Dilapida i soldi che ha e quelli che non ha. Sacrifica innocenti sull’altare della propria ambizione. E alla fine
muore di suo pugno, senza aver mai provato quell’indefinibile assoluto che pensava fosse l’amore. Ma Emma
tradisce costantemente anche il lettore, e di conseguenza chi, come me, le si avvicina per traghettarla dalla pagina
scritta all’azione del teatro. È un mistero, Emma Bovary. Un labirinto pieno di false piste, di inganni voluti e non
voluti: ogni volta che sembra vicina una soluzione, una spiegazione al suo mistero, il mistero riprende forza.

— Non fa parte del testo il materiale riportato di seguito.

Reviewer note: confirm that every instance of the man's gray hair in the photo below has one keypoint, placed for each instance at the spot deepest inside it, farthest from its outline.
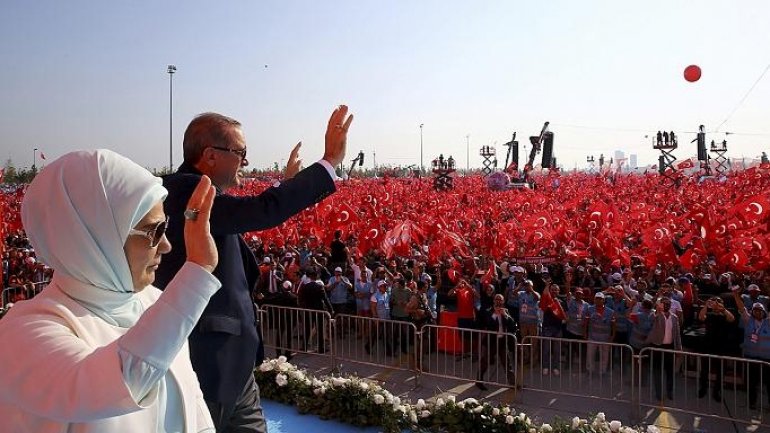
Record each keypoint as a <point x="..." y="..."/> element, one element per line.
<point x="205" y="130"/>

Perché non basta una vita noiosa, un marito non brillante, e l’essere nata donna per spiegare il fuoco che la
muove. Non bastano le letture sociologiche che, banalmente, interpretano Emma come paladina di una liberazione
che, nei fatti, non esiste, né quelle biografiche riguardanti Flaubert per contenerla in una logica. Nulla basta a
spiegare veramente questo personaggio e i suoi comportamenti, le sue smanie, le sue disperazioni, la sua ferocia,
la sua fragilità. Così, come succede a suo marito Charles, dopo la fascinazione, dopo il dubbio, dopo la rabbia,
non resta che contemplare Emma per quello che è: un abisso che disobbedisce alle regole della narrazione perché
troppo vicino al caos della vita. E non conta che l’azione si svolga in una realtà provinciale della Francia
dell’Ottocento: le sue voglie sconfinate, la necessità d’infinito, sono anche le nostre, così lontani dal suo tempo
eppure così vicini alla sua impossibilità di trovare pace.